New: Distributed Tracing with OpenTelemetry is now available - track requests end-to-end across all your services.  Learn more

Running OpenTelemetry at Scale: Architecture Patterns for 100s of Services

Updated on: March 3, 2026

Table of contents

It feels great getting OpenTelemetry working in a demo environment. Spans appear, metrics flow, you connect it to a backend and everything lights up in a satisfying cascade. You write the internal doc, you present it to the team, but it’s just a matter of time when somebody on the team asks: “Great, so how do we roll this out to all 100 services?” If you are at that point on your OTel journey, this article will help you roll out OTel to production.

Running OTel across a handful of services and running it across a few hundred are genuinely different problems. The instrumentation part stays roughly the same. Everything around it — how you collect the data, how you route it, how you make sure a traffic spike in one region does not take down your entire observability pipeline — that is where teams either build something resilient or spend the next six months fire-fighting because of inadequate planning or suboptimal architecture.

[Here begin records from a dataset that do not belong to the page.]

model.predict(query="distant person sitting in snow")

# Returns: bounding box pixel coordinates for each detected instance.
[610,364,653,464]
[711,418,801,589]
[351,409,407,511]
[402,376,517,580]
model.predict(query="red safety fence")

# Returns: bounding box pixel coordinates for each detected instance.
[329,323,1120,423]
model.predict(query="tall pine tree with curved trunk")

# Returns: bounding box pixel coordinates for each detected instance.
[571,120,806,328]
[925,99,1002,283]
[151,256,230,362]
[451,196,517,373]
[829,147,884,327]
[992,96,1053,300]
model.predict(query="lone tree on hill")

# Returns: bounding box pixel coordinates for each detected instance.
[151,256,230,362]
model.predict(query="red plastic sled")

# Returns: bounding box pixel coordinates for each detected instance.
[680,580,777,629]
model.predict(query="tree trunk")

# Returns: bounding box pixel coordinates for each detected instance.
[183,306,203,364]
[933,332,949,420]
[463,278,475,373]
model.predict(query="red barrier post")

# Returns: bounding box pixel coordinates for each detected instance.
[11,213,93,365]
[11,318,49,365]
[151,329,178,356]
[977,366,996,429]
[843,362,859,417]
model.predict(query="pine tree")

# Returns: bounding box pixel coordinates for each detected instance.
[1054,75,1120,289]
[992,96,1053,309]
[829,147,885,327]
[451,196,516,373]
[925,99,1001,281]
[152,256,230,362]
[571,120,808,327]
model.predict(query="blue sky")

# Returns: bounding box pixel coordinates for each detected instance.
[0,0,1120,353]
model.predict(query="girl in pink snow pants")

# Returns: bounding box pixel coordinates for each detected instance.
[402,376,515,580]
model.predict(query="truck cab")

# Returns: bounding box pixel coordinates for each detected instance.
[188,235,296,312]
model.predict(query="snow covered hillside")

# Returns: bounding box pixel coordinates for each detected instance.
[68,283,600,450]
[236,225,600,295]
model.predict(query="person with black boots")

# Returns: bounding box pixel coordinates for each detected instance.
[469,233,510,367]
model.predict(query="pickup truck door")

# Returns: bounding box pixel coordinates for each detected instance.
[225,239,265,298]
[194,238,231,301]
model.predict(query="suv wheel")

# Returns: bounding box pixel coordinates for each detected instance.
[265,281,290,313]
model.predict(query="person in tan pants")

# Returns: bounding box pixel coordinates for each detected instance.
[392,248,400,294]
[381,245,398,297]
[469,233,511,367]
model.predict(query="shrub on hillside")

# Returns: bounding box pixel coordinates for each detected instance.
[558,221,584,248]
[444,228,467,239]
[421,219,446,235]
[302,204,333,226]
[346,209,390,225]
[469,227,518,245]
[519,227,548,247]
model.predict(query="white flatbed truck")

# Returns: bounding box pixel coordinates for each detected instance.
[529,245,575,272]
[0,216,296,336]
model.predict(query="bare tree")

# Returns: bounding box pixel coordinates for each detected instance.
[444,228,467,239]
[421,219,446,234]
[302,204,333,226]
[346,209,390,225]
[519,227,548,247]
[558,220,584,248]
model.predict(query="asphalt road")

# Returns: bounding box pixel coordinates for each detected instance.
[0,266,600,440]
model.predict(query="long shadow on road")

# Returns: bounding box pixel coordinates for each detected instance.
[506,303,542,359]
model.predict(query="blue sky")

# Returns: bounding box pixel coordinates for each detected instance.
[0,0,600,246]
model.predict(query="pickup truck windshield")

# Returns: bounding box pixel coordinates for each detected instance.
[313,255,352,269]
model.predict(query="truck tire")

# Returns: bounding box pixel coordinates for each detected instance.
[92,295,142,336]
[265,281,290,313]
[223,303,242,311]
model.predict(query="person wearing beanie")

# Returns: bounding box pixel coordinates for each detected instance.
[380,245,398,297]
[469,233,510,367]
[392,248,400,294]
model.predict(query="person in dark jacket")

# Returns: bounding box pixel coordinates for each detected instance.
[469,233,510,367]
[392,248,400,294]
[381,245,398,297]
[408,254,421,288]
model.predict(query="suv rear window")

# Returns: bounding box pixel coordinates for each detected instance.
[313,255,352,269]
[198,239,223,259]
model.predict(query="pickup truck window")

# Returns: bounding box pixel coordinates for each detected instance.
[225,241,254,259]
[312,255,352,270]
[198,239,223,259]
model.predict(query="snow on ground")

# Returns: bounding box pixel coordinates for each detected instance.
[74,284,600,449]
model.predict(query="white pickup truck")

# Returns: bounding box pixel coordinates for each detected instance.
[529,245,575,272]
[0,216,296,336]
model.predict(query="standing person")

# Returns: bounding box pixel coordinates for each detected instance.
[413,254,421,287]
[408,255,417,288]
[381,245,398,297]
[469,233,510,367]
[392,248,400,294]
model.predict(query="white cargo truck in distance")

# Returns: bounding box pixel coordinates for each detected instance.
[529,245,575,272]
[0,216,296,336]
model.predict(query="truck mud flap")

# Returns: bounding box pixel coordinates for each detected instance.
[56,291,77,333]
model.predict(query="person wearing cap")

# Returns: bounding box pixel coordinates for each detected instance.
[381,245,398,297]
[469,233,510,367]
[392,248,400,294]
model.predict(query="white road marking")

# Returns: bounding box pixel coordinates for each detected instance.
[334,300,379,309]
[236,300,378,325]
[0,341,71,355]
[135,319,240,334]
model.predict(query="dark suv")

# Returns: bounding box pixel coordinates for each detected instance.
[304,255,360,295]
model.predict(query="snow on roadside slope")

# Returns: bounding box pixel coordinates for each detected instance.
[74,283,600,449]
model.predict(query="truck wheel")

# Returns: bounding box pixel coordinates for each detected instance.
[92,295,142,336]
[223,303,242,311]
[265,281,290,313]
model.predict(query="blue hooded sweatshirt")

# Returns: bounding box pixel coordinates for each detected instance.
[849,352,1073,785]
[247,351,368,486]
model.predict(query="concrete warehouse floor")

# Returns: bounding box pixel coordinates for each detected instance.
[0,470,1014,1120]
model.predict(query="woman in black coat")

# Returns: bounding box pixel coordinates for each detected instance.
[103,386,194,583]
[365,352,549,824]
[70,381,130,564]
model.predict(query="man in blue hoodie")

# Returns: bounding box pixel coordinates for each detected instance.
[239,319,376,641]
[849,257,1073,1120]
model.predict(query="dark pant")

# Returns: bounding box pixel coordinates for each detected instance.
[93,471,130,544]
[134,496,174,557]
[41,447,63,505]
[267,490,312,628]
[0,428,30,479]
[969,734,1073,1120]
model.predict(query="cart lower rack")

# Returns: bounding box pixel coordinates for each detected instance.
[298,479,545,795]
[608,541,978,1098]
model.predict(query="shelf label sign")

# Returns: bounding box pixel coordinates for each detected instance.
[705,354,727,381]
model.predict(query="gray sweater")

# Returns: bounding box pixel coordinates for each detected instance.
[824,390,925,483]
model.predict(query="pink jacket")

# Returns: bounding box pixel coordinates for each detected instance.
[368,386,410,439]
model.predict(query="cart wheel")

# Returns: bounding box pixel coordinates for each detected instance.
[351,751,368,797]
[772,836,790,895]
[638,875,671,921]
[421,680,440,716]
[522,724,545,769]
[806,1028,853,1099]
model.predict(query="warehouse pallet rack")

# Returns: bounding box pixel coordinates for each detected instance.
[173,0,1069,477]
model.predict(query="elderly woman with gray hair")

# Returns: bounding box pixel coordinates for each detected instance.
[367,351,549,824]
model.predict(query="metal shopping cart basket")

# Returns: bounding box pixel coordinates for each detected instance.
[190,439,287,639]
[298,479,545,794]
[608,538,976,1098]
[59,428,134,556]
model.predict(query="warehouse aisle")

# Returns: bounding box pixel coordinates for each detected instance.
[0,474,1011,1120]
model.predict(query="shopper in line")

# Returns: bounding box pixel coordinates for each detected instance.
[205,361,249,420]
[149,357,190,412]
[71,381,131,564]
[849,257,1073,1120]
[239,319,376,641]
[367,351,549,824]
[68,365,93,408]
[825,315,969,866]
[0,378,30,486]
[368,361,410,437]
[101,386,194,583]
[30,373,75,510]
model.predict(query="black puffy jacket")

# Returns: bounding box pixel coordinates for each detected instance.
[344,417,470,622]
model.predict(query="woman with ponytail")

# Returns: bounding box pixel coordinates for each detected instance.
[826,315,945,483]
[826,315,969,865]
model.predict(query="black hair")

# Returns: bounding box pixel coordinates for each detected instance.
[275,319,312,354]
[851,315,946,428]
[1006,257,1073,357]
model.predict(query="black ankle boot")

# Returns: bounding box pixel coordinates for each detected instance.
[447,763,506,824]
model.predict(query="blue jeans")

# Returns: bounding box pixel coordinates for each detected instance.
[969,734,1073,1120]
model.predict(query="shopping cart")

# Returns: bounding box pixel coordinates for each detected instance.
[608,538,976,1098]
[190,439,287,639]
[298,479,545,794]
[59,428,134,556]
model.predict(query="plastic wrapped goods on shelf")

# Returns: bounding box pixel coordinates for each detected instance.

I wrote this article to share the patterns that actually hold up at scale: collector tiers, load balancing strategies, sampling at volume, and multi-cluster setups. Everything comes with real config examples because “it depends” is only useful advice if you can see what it depends on.

See How OpenTelemetry changes the way teams do observability for why OpenTelemetry matters and how it shifts focus from traditional metrics and logs to full, end-to-end observability.

Why a Single Collector Falls Apart (and When)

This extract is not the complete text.